Study up on alcoholism. Find an Alanon group in your area. 

Not being able to stop drinking once started is a hallmark of an alcoholic. Make it clear that being drunk does not give her a free pass for bad behavior. And treat her when drunk exactly how you would if she were sober. It is her choice to drink, you can't stop her, only she can. You can only hold her accountable for her actions and not protect her from the consequences.


----------



## knoslf

Acoa said:


> Study up on alcoholism. Find an Alanon group in your area.
> 
> Not being able to stop drinking once started is a hallmark of an alcoholic. Make it clear that being drunk does not give her a free pass for bad behavior. And treat her when drunk exactly how you would if she were sober. It is her choice to drink, you can't stop her, only she can. You can only hold her accountable for her actions and not protect her from the consequences.


Thanks for the reply Acoa, its 7am out here and i addressed these recent incidents to her this morning before work and as always, she displayed the watery eyes, the 'I'm sorry', the "I'm so embarrassed" thing, blah blah blah, it always simply ends with "I'm gonna fix it baby, I'm gonna change"...idk, I dont wanna leave because we have something good(other than the alcohol), but on the same token I refuse to live my life this way, i told her that her drinking was taking from our marriage and i feel locked up from life's opportunities because i wont take her out much because I don't wanna be embarrassed by her actions.

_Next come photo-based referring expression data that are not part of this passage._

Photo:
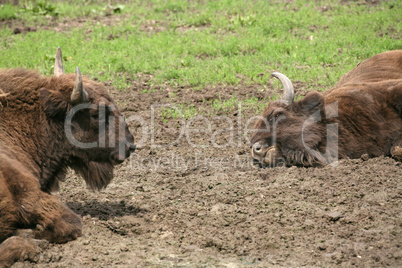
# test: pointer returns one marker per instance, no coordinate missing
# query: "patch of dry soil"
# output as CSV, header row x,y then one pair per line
x,y
199,202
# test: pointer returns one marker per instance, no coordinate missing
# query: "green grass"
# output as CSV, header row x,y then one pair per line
x,y
198,43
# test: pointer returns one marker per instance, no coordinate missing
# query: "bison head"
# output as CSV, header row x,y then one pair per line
x,y
289,132
95,136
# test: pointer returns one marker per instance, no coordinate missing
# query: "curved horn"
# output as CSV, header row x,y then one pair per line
x,y
58,63
288,89
79,95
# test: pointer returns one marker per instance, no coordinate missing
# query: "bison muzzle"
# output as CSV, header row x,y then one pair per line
x,y
360,115
47,125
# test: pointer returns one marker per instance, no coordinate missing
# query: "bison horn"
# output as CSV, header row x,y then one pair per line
x,y
79,95
288,89
58,63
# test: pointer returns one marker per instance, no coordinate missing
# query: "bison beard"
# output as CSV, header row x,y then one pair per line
x,y
360,115
35,154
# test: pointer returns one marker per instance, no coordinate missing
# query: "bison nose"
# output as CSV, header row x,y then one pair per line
x,y
258,150
257,147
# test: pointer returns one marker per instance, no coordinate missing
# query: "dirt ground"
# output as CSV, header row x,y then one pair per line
x,y
198,201
190,198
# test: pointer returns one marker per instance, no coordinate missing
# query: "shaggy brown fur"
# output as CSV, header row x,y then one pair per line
x,y
35,153
361,114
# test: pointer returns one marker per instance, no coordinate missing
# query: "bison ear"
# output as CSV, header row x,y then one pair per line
x,y
313,102
53,103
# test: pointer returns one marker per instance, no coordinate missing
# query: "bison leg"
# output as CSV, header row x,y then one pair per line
x,y
23,204
57,223
17,248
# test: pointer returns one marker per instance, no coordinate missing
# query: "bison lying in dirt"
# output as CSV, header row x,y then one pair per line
x,y
49,124
360,116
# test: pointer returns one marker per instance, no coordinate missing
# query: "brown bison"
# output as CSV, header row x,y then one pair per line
x,y
49,124
360,116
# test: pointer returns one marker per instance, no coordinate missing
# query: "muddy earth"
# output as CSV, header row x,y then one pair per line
x,y
190,196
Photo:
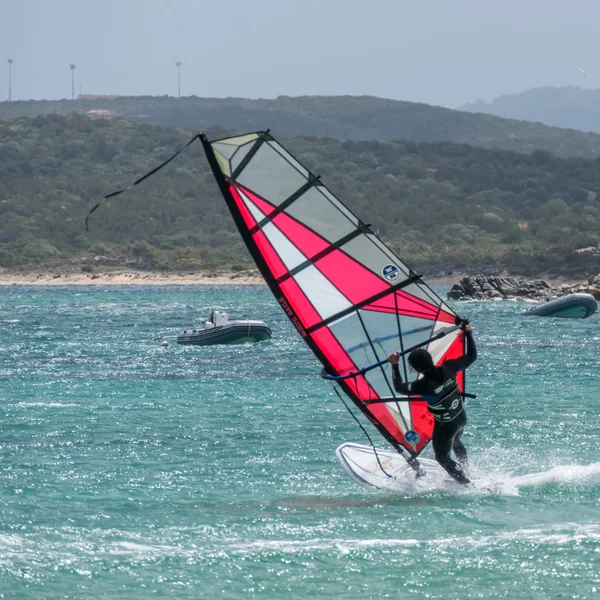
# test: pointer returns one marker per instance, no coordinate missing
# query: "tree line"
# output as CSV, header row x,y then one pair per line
x,y
441,205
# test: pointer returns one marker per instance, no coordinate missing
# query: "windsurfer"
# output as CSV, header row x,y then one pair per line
x,y
444,399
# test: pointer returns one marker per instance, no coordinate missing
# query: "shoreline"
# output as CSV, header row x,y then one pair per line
x,y
137,277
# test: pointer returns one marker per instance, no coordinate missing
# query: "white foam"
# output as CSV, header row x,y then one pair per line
x,y
561,474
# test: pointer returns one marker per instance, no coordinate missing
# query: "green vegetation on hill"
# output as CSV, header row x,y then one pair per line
x,y
440,205
342,117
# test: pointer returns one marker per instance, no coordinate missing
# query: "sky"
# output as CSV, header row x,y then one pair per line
x,y
441,52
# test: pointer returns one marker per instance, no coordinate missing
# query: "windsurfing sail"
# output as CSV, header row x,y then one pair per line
x,y
349,296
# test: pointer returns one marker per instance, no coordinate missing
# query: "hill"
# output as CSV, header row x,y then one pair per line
x,y
570,107
443,205
341,117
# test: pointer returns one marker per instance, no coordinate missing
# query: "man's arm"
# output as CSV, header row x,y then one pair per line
x,y
461,363
408,389
399,385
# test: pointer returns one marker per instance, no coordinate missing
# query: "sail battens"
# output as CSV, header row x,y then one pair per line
x,y
323,253
366,302
286,204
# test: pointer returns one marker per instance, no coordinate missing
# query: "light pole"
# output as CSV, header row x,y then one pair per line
x,y
72,67
9,79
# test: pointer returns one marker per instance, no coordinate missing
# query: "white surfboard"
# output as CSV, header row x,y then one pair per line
x,y
388,470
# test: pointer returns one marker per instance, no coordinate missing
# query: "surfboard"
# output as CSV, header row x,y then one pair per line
x,y
388,470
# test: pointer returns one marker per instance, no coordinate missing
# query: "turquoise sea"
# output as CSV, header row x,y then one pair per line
x,y
129,470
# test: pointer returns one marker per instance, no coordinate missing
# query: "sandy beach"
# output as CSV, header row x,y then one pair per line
x,y
130,277
138,277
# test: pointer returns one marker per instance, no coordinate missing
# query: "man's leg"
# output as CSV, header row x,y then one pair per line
x,y
460,451
442,442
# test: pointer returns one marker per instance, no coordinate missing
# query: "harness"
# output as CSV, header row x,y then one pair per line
x,y
444,398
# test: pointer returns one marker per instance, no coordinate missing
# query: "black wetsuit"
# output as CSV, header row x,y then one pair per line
x,y
445,402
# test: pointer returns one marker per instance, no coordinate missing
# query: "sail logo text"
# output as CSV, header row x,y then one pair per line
x,y
290,313
391,272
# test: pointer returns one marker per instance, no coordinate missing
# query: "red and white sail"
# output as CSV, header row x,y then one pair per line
x,y
349,296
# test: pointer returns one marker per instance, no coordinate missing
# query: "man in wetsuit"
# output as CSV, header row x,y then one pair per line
x,y
444,400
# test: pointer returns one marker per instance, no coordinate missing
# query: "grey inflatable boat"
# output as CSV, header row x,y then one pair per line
x,y
572,306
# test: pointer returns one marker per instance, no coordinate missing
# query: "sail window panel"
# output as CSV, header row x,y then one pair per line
x,y
239,156
288,253
314,211
378,336
364,251
238,140
401,413
320,291
223,164
256,212
226,150
335,202
271,176
423,294
439,348
289,158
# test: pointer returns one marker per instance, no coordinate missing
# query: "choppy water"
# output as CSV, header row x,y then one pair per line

And maybe i will check out Alanom


----------



## richie33

Plain and simple, she has to quit drinking. She is not acting responsible and she is embarrassing herself and you.
At 43 she should be able to conduct herself better. 4-40oz beer a week is a issue plus vodka, she has a problem.
_Posted via Mobile Device_


----------



## knoslf

Thanks for the input richie33, and you're rite, Im afraid of what the outcome will be if she doesn't, I am certain I cannot live this way though. And at 45yrs, she SHOULD be able to hold her liquor better than that.


----------



## trey69

Make sure you do less talking and more action, because you can't reason with an alcoholic. The best thing to do is to take care of yourself. You can start by finding and attending local Alanon meetings in your area. Also her age has nothing to do with how she should be able to hold her liquor. Shes an alcoholic, it has nothing to do with age, race, religion gender, etc etc.


----------



## AgentD

Get info on alcoholism. Attend Alanon meetings and then after awhile of doing some soul searching, make a choice how you feel you should live your life. Either with or without her. Either way, you still need to learn to take care of you and fix yourself, because you can't fix her.


----------



## Freak On a Leash

She's not going to change anytime soon. She'll say she is and maybe she'll change for awhile but unless she takes some drastic action it's just going to be a never ending cycle of the same old thing. You can't change her. Nothing you say or do will change her. Eventually you'll get sick of it and leave..if you are smart. 

Alcoholics blame everyone else for their bad behavior and for their drinking. It's never their fault. They always have an excuse for their drinking and their actions. And they love only ONE thing..their bottle of booze. Everything else comes second. Even after they've lost everything and everyone, they won't stop drinking. 

I can introduce her to my alcoholic husband. Sounds like they deserve each other.  In the meantime, I'd suggest keeping her away from anyone else when she drinks. I feel sorry for that boyfriend and her daughter.


----------



## WillPrez

You find out the reason of alcoholism and solve the problem with a counselor and persuade her about bed effect of alcoholism.


----------